One of the problems here is determining what is really science and what is not. Cannabidiol is (I think) the stuff that folks are talking about when they talk about “high THC” and “high CBD” strains or preparations for consumption – with the implication that high THC is more psychoactive, getting folks “high,” while “high CBD” helps folks with healing problems, mostly of the nervous and immune systems. There are plenty of effects that have been attributed specifically to Cannabidiol, including anti-anxiety effects, anti-spasmodic effects, as well as anti-immune effects.
People are trying to make marijuana strains that are CBD rich, hoping to make treatments that will permit relieving the problems of liver inflammation, immune system illnesses (like colitis) and such. This is not as easy as it sounds because CBD seems to interfere with the metabolism of the THC in the liver, and seems to raise THC levels. It appears that CBD increases the effects of THC.

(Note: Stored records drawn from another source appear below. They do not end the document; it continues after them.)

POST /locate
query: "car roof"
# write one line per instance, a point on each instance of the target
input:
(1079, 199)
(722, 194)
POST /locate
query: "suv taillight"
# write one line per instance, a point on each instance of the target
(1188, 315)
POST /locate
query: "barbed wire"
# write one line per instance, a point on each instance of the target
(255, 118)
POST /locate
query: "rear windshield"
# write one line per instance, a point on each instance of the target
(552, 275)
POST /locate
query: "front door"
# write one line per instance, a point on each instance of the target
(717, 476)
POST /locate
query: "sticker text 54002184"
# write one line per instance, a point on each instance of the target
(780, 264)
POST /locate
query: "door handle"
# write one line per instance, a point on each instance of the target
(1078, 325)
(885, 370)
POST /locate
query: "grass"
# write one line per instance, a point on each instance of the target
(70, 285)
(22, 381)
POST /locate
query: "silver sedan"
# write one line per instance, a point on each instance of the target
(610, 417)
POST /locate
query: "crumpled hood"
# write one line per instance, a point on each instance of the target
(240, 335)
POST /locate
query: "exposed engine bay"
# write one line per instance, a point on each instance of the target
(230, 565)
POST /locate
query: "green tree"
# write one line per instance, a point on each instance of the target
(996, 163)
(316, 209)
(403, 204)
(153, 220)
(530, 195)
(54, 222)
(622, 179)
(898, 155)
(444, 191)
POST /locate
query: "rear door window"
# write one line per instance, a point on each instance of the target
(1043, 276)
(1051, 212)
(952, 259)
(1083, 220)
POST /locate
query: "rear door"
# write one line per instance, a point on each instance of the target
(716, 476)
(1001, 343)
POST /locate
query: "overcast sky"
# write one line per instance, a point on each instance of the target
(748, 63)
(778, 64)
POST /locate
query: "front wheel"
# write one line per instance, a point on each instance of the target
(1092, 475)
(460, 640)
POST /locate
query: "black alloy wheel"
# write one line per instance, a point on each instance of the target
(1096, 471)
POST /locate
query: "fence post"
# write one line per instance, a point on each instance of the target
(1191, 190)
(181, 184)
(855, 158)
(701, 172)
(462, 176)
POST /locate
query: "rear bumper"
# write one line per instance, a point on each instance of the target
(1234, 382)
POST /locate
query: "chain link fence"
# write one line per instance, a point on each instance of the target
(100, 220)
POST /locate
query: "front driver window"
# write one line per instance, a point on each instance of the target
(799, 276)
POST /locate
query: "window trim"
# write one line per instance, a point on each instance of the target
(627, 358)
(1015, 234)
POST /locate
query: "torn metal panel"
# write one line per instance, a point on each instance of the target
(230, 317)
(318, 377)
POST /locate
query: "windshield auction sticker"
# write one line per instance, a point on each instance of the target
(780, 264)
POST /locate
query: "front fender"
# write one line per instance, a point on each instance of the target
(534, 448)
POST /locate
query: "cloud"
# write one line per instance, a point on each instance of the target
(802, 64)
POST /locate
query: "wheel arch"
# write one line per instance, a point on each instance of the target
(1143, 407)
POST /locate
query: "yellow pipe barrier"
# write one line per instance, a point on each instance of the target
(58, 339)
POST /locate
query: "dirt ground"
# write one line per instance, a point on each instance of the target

The leading researcher in this direction seems to originate with Dr. Raphael Meshoulam, at the Hebrew University of Jerusalem in Israel, whose research team has synthesized (put together artificially, not from the plant) all of the major Cannabinoids, including Cannabidiol. Generally, it seems to be neuroprotective; which means that it keeps a neurological disease from getting worse. It seems to work on the Cannabinoid receptor.
Cannabinoid receptors give us knowledge that may provide new uses for different types of Cannabinoids that come from marijuana plants. Nobody is paid to teach about Cannabinoids in what seems to me to be a drug company dominated medical education system. Rest assured I am watching this closely, and will do my level best to keep you informed.